Friday, May 31, 2013

Lost memoir tells how James Connolly returned to his faith before execution

http://cdn4.independent.ie/irish-news/article29297109.ece/ALTERNATES/h342/NWS_20130526_ANA_014_27689980_I1.JPGA manuscript found in an old filing box of documents in England has revealed that in the hours before he was executed in Dublin in 1916, the Citizens' Army leader James Connolly returned to his Catholic faith.

The manuscript with the title Daring All things – My Story was the unpublished autobiography of British Army chaplain George Kendall OBE (pictured) and gives a first-hand account of the capture of the rebel leaders.

Kendall, my grandfather, was chaplain to the 59th division of the British Army who were sent to Dublin to help put down the Rising. He describes in his memoir, completed in 1961, shortly before his death, the capture and execution of rebel leader James Connolly.

"I saw James Connolly twice whilst he was in hospital, the second time being on the eve of his execution.

"Speaking to me on the first visit, he said in answer to a question of mine about his attitude – 'You must know the saying.' 'What saying?' I asked. And he replied: 'The price of liberty is eternal vigilance.' This too was the saying I heard as I spoke to his men in the Dublin Castle hospital.

"Listening, I felt it was not my duty to condemn, or argue. Connolly was, for years, a professed agnostic, but at the hour of death, he returned to the faith of his fathers. That night a Catholic priest was admitted to the hospital and he administered Holy Communion to Connolly and gave him absolution.

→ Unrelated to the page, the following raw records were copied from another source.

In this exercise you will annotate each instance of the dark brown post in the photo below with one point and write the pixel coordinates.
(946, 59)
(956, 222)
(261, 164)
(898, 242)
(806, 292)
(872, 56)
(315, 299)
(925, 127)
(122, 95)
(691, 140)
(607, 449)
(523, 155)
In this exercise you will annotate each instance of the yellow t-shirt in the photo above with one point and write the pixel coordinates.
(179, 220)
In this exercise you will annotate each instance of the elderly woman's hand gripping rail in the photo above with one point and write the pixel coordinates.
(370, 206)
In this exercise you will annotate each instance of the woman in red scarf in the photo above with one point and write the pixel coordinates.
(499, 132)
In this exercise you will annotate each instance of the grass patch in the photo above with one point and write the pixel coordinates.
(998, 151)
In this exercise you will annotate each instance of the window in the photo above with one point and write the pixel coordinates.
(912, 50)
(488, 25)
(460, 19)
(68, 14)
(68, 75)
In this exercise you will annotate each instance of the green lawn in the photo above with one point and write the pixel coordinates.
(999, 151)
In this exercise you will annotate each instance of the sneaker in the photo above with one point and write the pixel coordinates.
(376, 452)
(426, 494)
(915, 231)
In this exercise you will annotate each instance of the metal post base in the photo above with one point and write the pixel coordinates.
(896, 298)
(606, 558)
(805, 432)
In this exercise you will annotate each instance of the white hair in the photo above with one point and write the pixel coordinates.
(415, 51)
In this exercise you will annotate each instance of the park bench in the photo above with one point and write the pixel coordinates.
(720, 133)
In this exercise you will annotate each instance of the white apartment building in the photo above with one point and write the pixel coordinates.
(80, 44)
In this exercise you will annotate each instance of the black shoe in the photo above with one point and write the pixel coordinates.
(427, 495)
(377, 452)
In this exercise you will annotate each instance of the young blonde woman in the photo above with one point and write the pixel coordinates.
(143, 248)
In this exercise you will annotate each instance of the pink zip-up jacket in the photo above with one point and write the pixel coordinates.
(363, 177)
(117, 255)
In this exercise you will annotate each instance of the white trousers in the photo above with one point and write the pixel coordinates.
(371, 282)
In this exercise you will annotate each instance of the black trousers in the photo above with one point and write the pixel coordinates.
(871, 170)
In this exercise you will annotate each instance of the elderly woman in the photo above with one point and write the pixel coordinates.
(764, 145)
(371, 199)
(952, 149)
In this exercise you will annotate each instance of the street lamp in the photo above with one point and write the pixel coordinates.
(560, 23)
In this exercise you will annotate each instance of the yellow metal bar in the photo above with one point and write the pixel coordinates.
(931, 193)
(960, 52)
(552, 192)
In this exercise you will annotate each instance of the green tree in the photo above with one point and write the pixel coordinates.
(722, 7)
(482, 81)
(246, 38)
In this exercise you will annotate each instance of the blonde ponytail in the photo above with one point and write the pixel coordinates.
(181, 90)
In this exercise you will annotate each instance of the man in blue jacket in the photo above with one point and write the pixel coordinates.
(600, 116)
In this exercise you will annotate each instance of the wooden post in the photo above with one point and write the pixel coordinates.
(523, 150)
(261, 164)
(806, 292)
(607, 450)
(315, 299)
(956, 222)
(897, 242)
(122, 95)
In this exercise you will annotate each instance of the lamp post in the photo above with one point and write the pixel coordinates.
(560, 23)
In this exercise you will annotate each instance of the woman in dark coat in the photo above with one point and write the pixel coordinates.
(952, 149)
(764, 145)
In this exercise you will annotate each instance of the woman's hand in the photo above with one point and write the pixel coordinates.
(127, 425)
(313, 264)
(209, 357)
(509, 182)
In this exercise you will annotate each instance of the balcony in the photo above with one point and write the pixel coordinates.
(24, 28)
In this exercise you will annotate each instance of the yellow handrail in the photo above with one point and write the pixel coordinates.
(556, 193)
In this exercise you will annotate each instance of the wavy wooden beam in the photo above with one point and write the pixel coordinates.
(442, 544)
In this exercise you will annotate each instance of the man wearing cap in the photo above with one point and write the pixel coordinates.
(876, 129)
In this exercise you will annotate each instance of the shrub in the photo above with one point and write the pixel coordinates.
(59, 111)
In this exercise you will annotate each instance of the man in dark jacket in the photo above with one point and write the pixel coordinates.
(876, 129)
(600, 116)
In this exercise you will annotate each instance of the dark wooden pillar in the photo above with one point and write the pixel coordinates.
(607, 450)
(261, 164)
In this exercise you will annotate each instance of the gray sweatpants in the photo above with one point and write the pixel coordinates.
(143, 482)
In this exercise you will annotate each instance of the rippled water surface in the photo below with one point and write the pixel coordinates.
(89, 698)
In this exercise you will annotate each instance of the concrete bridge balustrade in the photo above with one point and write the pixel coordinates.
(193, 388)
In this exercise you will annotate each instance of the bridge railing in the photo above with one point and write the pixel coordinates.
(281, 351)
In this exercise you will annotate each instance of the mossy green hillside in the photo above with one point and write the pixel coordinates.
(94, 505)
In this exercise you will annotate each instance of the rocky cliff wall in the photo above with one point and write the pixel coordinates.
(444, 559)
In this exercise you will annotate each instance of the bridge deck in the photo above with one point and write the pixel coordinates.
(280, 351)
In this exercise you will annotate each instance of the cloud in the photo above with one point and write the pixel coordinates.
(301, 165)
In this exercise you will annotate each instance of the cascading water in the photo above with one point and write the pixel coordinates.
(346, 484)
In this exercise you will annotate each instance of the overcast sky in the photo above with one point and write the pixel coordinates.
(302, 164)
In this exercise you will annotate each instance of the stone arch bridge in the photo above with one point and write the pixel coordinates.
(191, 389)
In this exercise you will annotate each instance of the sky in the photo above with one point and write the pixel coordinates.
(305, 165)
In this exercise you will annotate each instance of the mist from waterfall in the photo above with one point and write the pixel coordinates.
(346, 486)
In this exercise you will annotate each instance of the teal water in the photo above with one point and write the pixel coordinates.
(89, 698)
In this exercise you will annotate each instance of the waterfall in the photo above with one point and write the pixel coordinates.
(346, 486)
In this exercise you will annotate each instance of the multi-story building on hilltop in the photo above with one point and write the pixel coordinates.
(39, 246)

"Asked to pray, at the end, for the soldiers about to shoot him, he said: 'I will say a prayer for all brave men who do their duty.'

"And so he died, the last of the Sinn Feiners to be executed," he wrote in his memoir.
Born in a small Yorkshire village, George Kendall became a Primitive Methodist Minister. In 1913, while canvassing for new members for his church outside Windsor Castle, he was invited to tea by Queen Mary and became a lifelong friend of the British royal.

He was among the reinforcements rushed to Dublin in the aftermath of the 1916 Rebellion on Easter Sunday.

"Personally, I was fond of the Irish people and therefore overwhelmed by this tragedy caused by the misguidance of the leaders of the rebellion," he wrote in his memoir, never before seen until I uncovered the book.

"But there was another cause. Many loyal and committed men told me it was their considered opinion that the outbreak would have been impossible but for the gross and unpardonable laxity, long continued, of the Irish government at that time."

He then goes on to describe the drama of the unfolding Rising and eventually the capture of its leaders.

"The Mad Rising, as it was called by the Irish people, was a black one not only for Dublin and Ireland but for the whole of our empire of those days and our allies ... I stood in the middle of blazing streets with snipers' bullets whizzing around ... I entered Liberty Hall when it was captured ... I visited Dublin Castle and talked to our wounded and the Sinn Feiners. They were lying in the same wards and receiving the same treatment."

After witnessing the capture of Markievicz "in her brilliant green male uniform", he was given her fur rug – and kept it for years "until it perished of moth".

Kendall also briefed the British prime minister Herbert Henry Asquith when he came to Dublin in the aftermath of the Rising.

Although he put some of his experiences in the memoir, including a brief chapter on Dublin in the aftermath of the Rising, he said, "half my story will remain untold" because of the confidential nature of his work.

The family have never known about the book even though my parents honeymooned in Ireland and, in 1994, I flew all over the country by helicopter to photograph it for my own book, Ireland from the Air.

Now I am hoping to have my grandfather's book published and his story of the First World War will be featured in a British television special later in the year.